I am telling you about this (or think of it as me reminding you) because, although its intuitive - we forget.  It's like shaving.  We know shaving fast leaves more knicks but usually we're in such a hurry.   We're shaving five minutes before our girls' arrive to pick us up for that party, or while our hubby's and bf's are nagging us to hurry up and we don't have time to go slow.

This post is about challenging the way you comb your hair. Tip? -  Go slow, like super-slow.  It even sounds tedious but, trust me when I say, it works. I have noticed a huge reduction in the number of knots I encounter when I detangle - when I comb slowly.  Here is my process:
  •  I pick a time to take a detangle when I am not going to be hurried, feeling cranky or feeling too tired.  I detangle in the shower and, honestly, if I am too tired or I am cranky, I skip detangling (of course I still shower!).  Don't detangle while you have food cooking on the stove, or children are screaming/disrupting you or any other thing that'll make you need to rush out of the shower.  I find that if I shower while food is cooking on the stove, I don't relax during detangling because I'm in a hurry to go check on the food.  If I am feeling hurried, tired or cranky, I let the steam get to my hair but I resolve to detangle the next time I shower.  Why?  I don't want my fatigue or irritation to get taken out on my hair during the most important step in handling it - detangling. For this reason, I have reduced my co-washes to several times per week.  I know those of you with longer hair don't co-wash that much anyway but the tip still works.  Do not detangle when you are hurried, tired or in a bad mood!  Re-schedule it if one of these moods reflect how you feel.

  • I apply conditioner before I do anything else in the shower and I leave it on while I bathe.  I wet hair with lukewarm water (not too hot because I don't want the water to strip my hair of moisture), apply my conditioner and then allow the steam and conditioner to work its magic soaking into my hair.  The result is that when I'm ready to detangle, there's optimal slip.

  • I do not agitate my hair before detangling.  I don't scrub my scalp (or I try not to) before detangling because I don't want to create more knots to comb through.

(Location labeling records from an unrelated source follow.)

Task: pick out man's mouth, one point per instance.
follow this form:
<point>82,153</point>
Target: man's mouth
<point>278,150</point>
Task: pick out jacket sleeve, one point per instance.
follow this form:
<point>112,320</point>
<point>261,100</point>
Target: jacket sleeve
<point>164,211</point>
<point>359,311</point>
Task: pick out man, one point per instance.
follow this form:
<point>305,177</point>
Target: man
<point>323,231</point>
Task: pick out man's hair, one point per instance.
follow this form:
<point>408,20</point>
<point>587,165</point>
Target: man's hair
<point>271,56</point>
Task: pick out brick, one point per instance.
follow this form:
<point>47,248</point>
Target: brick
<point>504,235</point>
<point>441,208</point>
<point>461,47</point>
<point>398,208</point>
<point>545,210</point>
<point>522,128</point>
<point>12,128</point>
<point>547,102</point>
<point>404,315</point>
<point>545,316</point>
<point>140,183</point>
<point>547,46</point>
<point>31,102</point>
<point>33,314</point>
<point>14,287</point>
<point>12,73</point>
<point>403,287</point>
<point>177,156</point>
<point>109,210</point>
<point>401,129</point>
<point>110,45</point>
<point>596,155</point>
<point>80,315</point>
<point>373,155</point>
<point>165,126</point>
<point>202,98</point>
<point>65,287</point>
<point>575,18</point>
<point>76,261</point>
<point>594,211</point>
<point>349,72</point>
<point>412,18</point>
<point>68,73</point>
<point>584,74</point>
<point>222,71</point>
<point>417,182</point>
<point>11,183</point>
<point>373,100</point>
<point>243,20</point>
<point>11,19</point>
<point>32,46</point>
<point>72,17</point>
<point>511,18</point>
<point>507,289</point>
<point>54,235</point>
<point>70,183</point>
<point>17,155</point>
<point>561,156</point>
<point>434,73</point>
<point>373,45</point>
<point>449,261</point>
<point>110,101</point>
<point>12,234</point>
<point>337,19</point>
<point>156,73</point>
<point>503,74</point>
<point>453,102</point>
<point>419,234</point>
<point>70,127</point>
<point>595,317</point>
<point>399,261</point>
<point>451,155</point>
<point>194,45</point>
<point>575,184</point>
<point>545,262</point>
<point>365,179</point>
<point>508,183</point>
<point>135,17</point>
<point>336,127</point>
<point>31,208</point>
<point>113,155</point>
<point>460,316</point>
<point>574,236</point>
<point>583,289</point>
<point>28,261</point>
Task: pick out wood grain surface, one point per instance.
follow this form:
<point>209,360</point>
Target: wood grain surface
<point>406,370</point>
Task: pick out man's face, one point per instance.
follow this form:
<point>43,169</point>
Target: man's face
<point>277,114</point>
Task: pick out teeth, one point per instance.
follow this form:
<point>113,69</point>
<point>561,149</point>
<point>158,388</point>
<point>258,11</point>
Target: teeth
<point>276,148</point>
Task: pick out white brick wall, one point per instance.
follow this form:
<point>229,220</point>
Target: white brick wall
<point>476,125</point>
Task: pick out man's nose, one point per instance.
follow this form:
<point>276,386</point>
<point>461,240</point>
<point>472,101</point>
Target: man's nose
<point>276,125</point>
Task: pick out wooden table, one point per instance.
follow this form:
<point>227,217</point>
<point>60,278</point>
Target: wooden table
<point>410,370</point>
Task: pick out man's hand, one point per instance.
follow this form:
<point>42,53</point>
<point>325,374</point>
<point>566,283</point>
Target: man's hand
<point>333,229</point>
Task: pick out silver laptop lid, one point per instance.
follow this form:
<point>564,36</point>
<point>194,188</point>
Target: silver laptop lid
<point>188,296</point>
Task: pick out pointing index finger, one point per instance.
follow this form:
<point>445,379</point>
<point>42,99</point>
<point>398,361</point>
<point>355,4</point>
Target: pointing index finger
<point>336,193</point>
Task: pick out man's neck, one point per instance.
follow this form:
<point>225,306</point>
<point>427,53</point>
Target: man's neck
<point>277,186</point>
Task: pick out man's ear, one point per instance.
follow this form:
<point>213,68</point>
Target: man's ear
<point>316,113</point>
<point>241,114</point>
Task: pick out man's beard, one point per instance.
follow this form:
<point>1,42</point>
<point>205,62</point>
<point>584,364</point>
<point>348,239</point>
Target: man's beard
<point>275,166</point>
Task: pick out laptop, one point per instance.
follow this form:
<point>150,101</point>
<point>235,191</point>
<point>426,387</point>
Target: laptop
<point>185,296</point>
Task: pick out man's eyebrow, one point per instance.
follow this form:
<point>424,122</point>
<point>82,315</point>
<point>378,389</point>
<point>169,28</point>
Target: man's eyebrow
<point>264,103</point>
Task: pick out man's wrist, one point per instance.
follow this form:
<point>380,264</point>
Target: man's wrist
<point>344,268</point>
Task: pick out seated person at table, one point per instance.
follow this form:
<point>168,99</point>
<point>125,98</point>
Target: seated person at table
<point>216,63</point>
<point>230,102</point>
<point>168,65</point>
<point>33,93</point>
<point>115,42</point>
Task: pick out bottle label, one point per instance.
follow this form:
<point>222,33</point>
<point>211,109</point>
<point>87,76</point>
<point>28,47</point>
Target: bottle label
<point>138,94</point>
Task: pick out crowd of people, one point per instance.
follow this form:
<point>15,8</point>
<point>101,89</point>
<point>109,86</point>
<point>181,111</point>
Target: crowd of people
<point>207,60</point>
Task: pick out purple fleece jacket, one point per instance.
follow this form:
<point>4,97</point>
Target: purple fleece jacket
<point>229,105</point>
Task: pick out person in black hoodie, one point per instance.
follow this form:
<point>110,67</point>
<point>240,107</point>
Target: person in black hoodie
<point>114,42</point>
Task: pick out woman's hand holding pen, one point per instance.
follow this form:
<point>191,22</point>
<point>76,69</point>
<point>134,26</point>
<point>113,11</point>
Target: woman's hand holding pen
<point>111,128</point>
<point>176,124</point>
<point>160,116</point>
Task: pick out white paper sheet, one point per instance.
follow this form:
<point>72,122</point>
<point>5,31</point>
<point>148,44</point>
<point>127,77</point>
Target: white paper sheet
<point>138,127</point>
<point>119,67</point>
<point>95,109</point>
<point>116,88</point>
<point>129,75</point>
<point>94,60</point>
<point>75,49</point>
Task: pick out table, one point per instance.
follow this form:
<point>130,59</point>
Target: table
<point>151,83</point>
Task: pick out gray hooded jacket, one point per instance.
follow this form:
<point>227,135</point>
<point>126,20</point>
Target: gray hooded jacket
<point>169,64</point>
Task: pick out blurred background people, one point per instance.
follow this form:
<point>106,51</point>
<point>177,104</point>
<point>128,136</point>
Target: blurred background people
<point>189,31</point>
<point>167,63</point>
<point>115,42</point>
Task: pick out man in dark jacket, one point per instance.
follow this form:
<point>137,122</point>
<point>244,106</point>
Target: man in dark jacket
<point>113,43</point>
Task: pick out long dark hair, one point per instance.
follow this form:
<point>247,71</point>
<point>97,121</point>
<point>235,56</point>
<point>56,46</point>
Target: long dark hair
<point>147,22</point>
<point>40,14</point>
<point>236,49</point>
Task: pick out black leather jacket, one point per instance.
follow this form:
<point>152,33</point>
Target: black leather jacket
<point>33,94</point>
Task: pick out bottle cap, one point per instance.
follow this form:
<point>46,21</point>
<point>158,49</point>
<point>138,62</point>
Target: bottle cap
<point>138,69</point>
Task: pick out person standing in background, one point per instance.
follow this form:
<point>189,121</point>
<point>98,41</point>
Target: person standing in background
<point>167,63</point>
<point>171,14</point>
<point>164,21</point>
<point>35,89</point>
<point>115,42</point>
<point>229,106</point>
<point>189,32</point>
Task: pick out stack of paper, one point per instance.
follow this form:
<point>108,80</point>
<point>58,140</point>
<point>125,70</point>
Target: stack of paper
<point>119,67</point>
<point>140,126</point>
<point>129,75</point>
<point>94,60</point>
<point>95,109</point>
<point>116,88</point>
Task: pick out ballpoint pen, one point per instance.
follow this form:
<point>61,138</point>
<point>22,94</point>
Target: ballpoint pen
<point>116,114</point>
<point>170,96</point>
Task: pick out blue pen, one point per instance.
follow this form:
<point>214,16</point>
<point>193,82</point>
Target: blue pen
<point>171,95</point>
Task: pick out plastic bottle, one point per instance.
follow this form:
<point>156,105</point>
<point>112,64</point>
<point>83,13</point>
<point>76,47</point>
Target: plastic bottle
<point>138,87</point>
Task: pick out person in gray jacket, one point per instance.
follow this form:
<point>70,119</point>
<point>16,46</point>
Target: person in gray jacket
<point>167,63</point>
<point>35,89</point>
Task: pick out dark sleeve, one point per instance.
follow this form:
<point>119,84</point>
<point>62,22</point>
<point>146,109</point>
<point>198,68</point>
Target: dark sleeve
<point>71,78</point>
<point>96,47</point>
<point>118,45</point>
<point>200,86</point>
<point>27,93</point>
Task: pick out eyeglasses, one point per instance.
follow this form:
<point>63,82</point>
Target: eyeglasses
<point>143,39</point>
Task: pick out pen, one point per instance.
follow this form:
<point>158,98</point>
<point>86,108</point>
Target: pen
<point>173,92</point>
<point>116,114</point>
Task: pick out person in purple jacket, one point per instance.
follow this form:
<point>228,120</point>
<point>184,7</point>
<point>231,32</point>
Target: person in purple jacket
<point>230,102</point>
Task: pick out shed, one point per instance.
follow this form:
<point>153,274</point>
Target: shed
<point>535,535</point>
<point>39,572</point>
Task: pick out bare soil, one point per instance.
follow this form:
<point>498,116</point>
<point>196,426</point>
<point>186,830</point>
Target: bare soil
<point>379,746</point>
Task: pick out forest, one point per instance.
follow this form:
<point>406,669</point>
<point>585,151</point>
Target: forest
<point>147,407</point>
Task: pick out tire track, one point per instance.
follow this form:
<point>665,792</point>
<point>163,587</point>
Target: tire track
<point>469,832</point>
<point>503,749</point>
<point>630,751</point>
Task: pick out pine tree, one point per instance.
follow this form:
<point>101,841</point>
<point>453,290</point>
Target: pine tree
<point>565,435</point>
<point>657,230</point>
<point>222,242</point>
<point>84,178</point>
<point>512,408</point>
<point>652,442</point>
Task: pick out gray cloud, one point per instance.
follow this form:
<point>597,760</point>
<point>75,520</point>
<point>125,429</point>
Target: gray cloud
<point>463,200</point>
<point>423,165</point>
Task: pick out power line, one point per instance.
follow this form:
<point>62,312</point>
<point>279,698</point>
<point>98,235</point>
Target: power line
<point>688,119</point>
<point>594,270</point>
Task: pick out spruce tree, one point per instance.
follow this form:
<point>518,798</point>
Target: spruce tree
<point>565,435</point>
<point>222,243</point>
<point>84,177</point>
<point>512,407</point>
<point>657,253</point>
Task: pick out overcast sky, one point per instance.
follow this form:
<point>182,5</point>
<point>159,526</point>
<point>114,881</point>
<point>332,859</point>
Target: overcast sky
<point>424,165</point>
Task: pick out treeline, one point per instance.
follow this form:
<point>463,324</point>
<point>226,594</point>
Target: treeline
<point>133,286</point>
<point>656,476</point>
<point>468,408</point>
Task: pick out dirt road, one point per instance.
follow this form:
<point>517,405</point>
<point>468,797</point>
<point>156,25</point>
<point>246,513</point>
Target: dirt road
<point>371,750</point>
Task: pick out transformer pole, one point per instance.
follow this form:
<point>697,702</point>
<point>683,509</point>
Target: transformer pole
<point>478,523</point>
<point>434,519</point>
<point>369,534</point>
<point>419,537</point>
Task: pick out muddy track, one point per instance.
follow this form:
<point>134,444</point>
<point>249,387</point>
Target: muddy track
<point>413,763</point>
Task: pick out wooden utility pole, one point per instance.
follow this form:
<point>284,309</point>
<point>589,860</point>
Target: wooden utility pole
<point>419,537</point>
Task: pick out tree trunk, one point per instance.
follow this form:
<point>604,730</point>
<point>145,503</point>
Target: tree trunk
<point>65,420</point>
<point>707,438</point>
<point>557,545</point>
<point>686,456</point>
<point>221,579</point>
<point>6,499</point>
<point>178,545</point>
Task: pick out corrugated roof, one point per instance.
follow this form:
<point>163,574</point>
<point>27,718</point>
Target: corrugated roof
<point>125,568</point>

  • I detangle last!  This allows time for the conditioner to soak and allows me to relax when I am detangling because I've done everything else already.

  • I get comfortable while detangling.  I literally sit in my bath, lean back on my bath pillow and relax. This way I don't feel any need to hurry my detangling process because of discomfort or anxiousness to get out of the shower.

  • I detangle in sections and work comb through hair slowly!  And yes, (in case you missed the bold,  italic font and exclamation mark) I do mean slowly.  I know it sounds super-tedious but if you are relaxed, comfortable and enjoying the steam (and even music and candles if you like to indulge with your baths), it really isn't as tedious as it sounds.  And believe it or not, I have noticed much fewer knotting.  It made me realize that some of the knots I encountered while combing through were actually being formed as I was combing through because I was combing fast.

  • I keep a fine-toothed comb and my hair scissors at hand (close to the tub).  This way, if I encounter a knot during detangling, I can use the fine-toothed comb to try and loosen it.  Since the teeth are smaller, sometimes its actually better able to loosen the knot so I don't have to cut it out. And when all else fails, I snip.

  • I only work comb through each section once.  I don't see any reason why you need to re-comb the same section if you were able to work through, knots and all. The more you comb, the more you risk more knotting, and pulling - causes for breakage.

  • When my scalp itches, I gently rub the spot with my detangling comb, after detangling and while conditioner is still in hair. Doing this while conditioner is still in my hair minimizes risk of me breaking hair while scratching. The conditioner provides slip and I'm not using my nails (which is always tempting).